Der politische Mord an Semjon Skrepezki: Ein Fall von Staatsterrorismus?
Wer war Semjon Skrepezki?
Semjon Skrepezki, mit bürgerlichem Namen Robert Kuzowkow, war ein russischer Künstler, der vor allem durch seine politischen Karikaturen bekannt wurde. Er kritisierte in seinen Werken russische Politiker wie Wladimir Putin, Ramsan Kadyrow und Alexander Lukaschenko. 2021 floh er aus Russland nach Polen, wo er Asyl erhielt.

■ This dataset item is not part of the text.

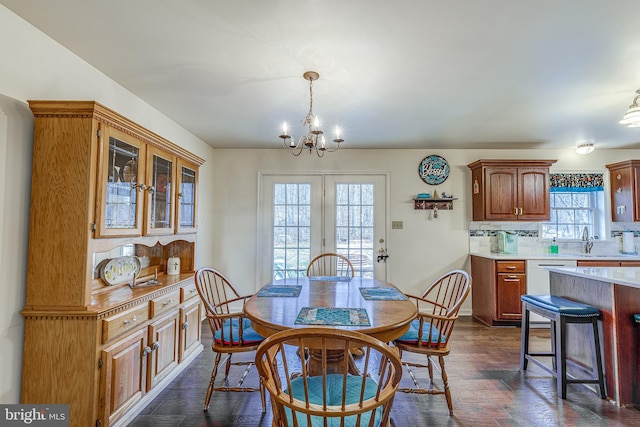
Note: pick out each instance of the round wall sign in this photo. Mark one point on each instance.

Dort lebte er mit seiner Familie und setzte seine künstlerische und aktivistische Arbeit fort.
Ein brutaler Mord mit politischen Hintergründen
Am 15. Juni 2026 wurde Skrepezki in der polnischen Stadt Biała Podlaska erschossen. Ein Unbekannter feuerte fünf Schüsse auf ihn ab, drei davon trafen ihn, als er bereits am Boden lag. Die Polizei fand am Tatort Patronenhülsen des Kalibers 9 mm Luger – dieselbe Munition, die auch bei anderen politischen Morden verwendet wurde, etwa beim „Tiergartenmord“ 2019 in Berlin oder der Ermordung des russischen Hubschrauberpiloten Maxim Kusminow 2024 in Spanien.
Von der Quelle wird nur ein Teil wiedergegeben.